The screenplay by Andrew Cosby feels just as haphazard. The moody horror and wit from the comics are replaced by gore, copious f-bombs, and lame one-liners. Clichés are embraced with abandon, and clunky exposition plagues the story. To be fair, the production of this film was notably troubled, and there were 16 credited producers. I’d be willing to bet that Cosby wrote a draft that was pretty solid, and he became just the latest writer to have his script brutalized during production due to a group of people failing to work as a team.

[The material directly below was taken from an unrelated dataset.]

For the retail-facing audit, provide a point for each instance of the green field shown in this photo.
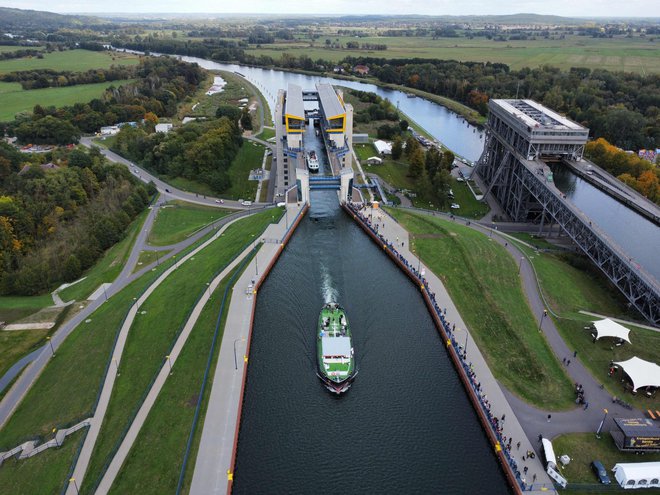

Let’s also take a moment to consider the Deadpool-ization of Hellboy. When 2016’s Deadpool made close to $800 million, the lesson learned was that people like superhero movies with swearing and blood. The thing about that? It works for Deadpool, since it fits the interpretations of the character. It doesn’t work for Hellboy, and here it feels like a 15-year-old boy desperately trying and failing to be edgy.

Ron Perlman’s film portrayal of Hellboy casts a massive shadow. With the right script and production, David Harbour might have equaled it. Burdened by both pounds of makeup and a lousy script, Harbour acts his ass off. It’s not enough, and it’s not his fault. He tries to show us the sensitive and conflicted interiors of Hellboy’s gruff exterior, but too often he’s just asked to make a lame joke, snarl, or punch something. As Nimue, Milla Jovovich seems to be the only member of the cast who could escape the production woes and deliver a performance that balances gothic horror and fine cheese.

When I heard that Del Toro and Perlman wouldn’t be able to finish their original trilogy, I was disappointed. Hollywood is littered with cinematic almosts. When I heard that Neil Marshall was making a film, with Mignola’s blessing that was meant to be closer in spirit to the comics, I hoped for a character piece where Big Red investigated the nameless horrors at a spooky old house. What we got is a failure from people who consistently deliver better work than this.



*We’re lucky that nobody has ever had an idea that bad and saw it through to its unfortunate conclusion.

**In this film, the BPRD is headquartered in Colorado. It makes me smile that, in movies like this, Colorado is depicted as being towering mountains everywhere always.

***How is it that, more than ten years later, the Hellboy makeup and prosthetics actually look worse than the 2004 and 2008 movies?

Tim has been alarmingly enthusiastic about movies ever since childhood. He grew up in Boulder and, foolishly, left Colorado to study Communications in Washington State. Making matters worse, he moved to Connecticut after meeting his too-good-for-him wife. Drawn by the Rockies and a mild climate, he triumphantly returned and settled down back in Boulder County. He's written numerous screenplays, loves hiking, and embarrassed himself in front of Samuel L. Jackson. True story.